Il est constant que l’évaluation de la perte de gains doit être effectuée in concreto au regard de la preuve d’une perte de revenus apportée par la victime jusqu’au jour de la consolidation.
Le demandeur sollicite que ce poste soit réservé dans l’attente des pièces justificatives.
Toutefois, il n’est pas apporté à la juridiction de céans d’explications concernant la nécessité d’un temps supplémentaire pour produire les pièces justificatives permettant de chiffrer la perte de gains professionnels actuels.
Ainsi, il y a lieu de rejeter la demande tendant à réserver le poste relatif à la perte de gains professionnels actuels.
c) Sur les frais divers
Ce poste comprend tous les frais susceptibles d’être exposés par la victime directe avant la date de consolidation de ses blessures et qui sont imputables à l’accident à l’origine du dommage corporel qu’elle a subi.
Monsieur, [A] sollicite la somme globale de 5.642,23 euros au titre des frais divers, faisant valoir qu’il a été contraint de s’acquitter des frais de dossier du CHU, de frais d’entretien du jardin, frais de maintien en forme et le remboursement des frais de trajet.
La compagnie ALLIANZ accepte le paiement des frais de dossier CHU et d’assistance à expertise et sollicite le rejet des demandes relatives aux frais de maintien en forme et de jardinage.
— Au titre des frais d’assistance à expertise
L’assistance de la victime lors des opérations d’expertise par un médecin conseil, en ce qu’elle permet l’égalité des armes entre les parties à un moment crucial du processus d’indemnisation, doit être prise en charge dans sa totalité dès lors qu’il en est justifié, au titre des frais divers.
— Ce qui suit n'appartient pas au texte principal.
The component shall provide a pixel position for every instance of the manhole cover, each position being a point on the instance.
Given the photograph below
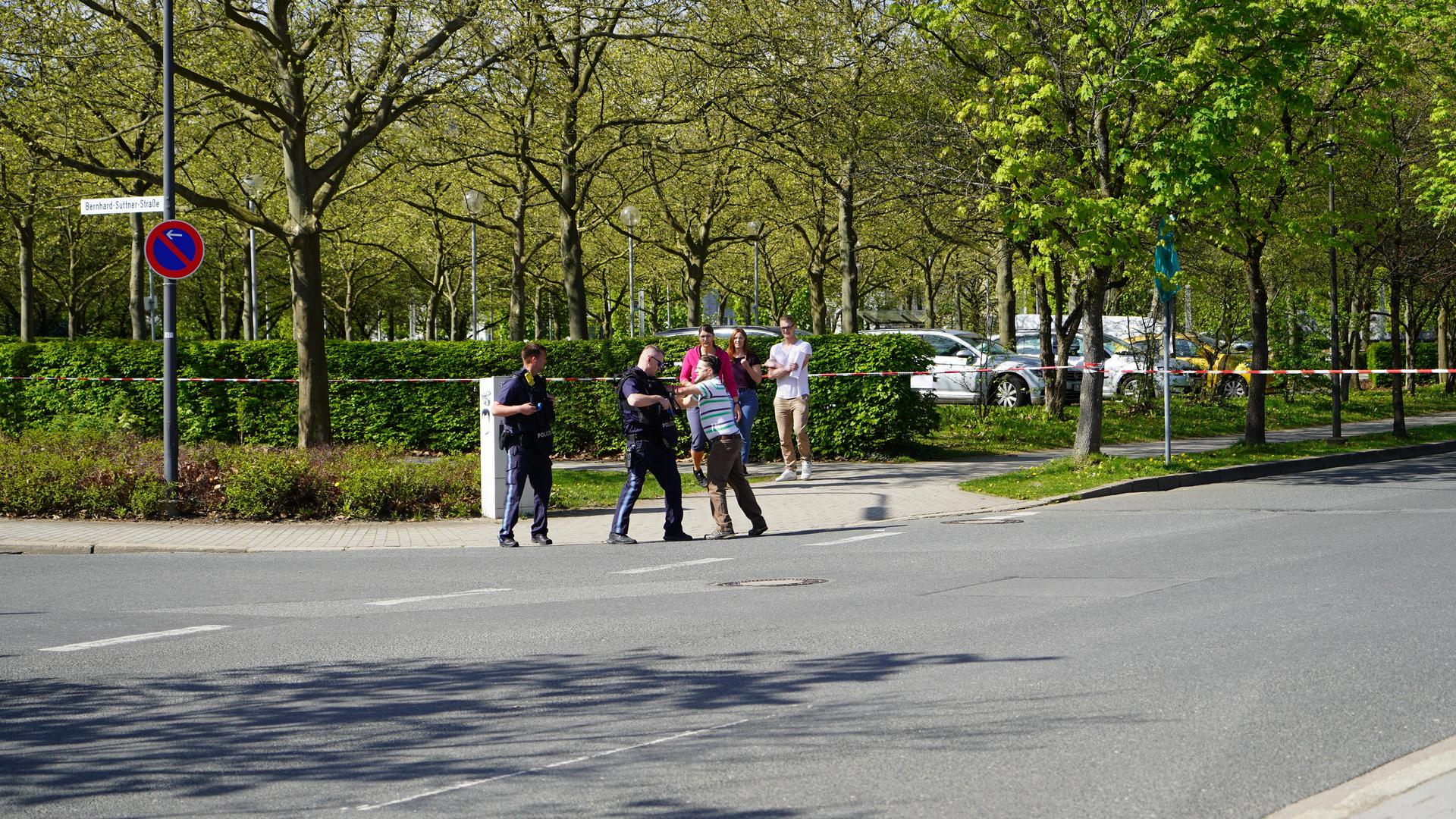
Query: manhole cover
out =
(774, 582)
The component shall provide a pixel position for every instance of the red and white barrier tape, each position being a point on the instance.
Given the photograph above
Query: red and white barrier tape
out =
(867, 373)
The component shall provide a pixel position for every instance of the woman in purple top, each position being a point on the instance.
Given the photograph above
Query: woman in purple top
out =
(707, 346)
(748, 373)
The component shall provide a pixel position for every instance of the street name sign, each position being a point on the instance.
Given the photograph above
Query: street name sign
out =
(123, 205)
(174, 249)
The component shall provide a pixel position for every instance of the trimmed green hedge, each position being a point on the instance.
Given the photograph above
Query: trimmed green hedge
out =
(849, 417)
(1379, 359)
Le demandeur sollicite le remboursement de la somme de 2.400 euros au titre des frais d’assistance à expertise du Docteur, [U] présent à ses côtés lors des accédits du Docteur, [D]. La compagnie ALLIANZ accepte de payer cette somme.
Ainsi, la somme de 2.400 euros est justifiée au titre des frais d’assistance à expertise.
— Sur les frais de dossier CHU
Le demandeur sollicite la somme de 40,58 euros correspondant aux frais du dossier médical du CHU de, [Localité 3] en produisant la facture en pièce 10. La compagnie ALLIANZ accepte cette somme.
Ainsi, la somme de 40,58 euros est justifiée au titre des frais de dossier CHU.
— Sur les frais d’entretien du jardin
Monsieur, [A] sollicite le remboursement de la somme de 2.350 euros qu’il a engagée auprès de l’entreprise « Entretien espaces verts » en indiquant que compte tenu de son hospitalisation, son alitement puis de sa longue convalescence, il a été dans l’incapacité d’entretenir son terrain. Il produit les factures des 15 novembre 2018 relative au débroussaillage, à la tonte, au nettoyage et à la taille, 05 février 2019 relative à la taille des arbres et l’évacuation des déchets végétaux, 26 novembre 2019 relative à la tonte, au débroussaillage, à la taille, au nettoyage et à l’évacuation des déchets végétaux, 01 janvier 2020 relative à l’abattage et l’évacuation des déchets végétaux, 05 avril 2020 relative à l’entretien du jardin et l’évacuation des déchets végétaux et 02 octobre 2020 relatifs aux tontes de juin, juillet, août et septembre pour un montant total de 2.350 euros.
Il est de jurisprudence constante (Cass, 2ème Civ, 09 juillet 2015, n°14-15.309) que le poste de frais divers couvre également le coût d’accomplissement, par un professionnel, des travaux de taille des arbres et des arbustes, d’entretien des haies. Ainsi, la jurisprudence admet que les dépenses de jardinage rendues nécessaires du fait de l’indisponibilité de la victime après son accident entrent dans le périmètre des frais divers.
Toutefois, le demandeur ne rapporte pas la preuve qu’il assurait seul l’entretien de son jardin avant l’accident. Ainsi, en raison de l’insuffisante caractérisation du lien de causalité entre l’accident et les frais de jardinage engagés, il y a lieu de rejeter sa demande.
En conséquence, le demandeur sera débouté de la demande formulée au titre des frais d’entretien du jardin.
— Sur le remboursement des frais de maintien en forme
Le demandeur sollicite d’une part le remboursement de l’achat d’un rameur d’un montant de 249 euros acquis le 18 février 2019 dont il produit la facture en pièce 12.
D’autre part, il sollicite le remboursement des frais d’inscription du 05 mars 2019 à la piscine pour favoriser sa rééducation pour un montant de 70 euros.
Ces deux sommes ont été acquittées postérieurement à l’accident du 07 octobre 2018 et antérieurement à la date de consolidation fixée au 13 juillet 2022 par l’expert judiciaire.
Si le médecin expert n’a pas conclu au caractère indispensable d’une rééducation à faire par l’emploi d’un rameur et d’un tapis de marche, l’usage de ces deux appareils a été utile à la rééducation de Monsieur, [A] au rétablissement de sa condition physique et au maintien de celle-ci, ce qui a contribué à accélérer la consolidation de son état et le recouvrement de sa mobilité.
Ainsi, les sommes de 249 euros relative à l’acquisition et 70 euros relative à l’inscription à la piscine sont justifiés, soit la somme totale de 319 euros.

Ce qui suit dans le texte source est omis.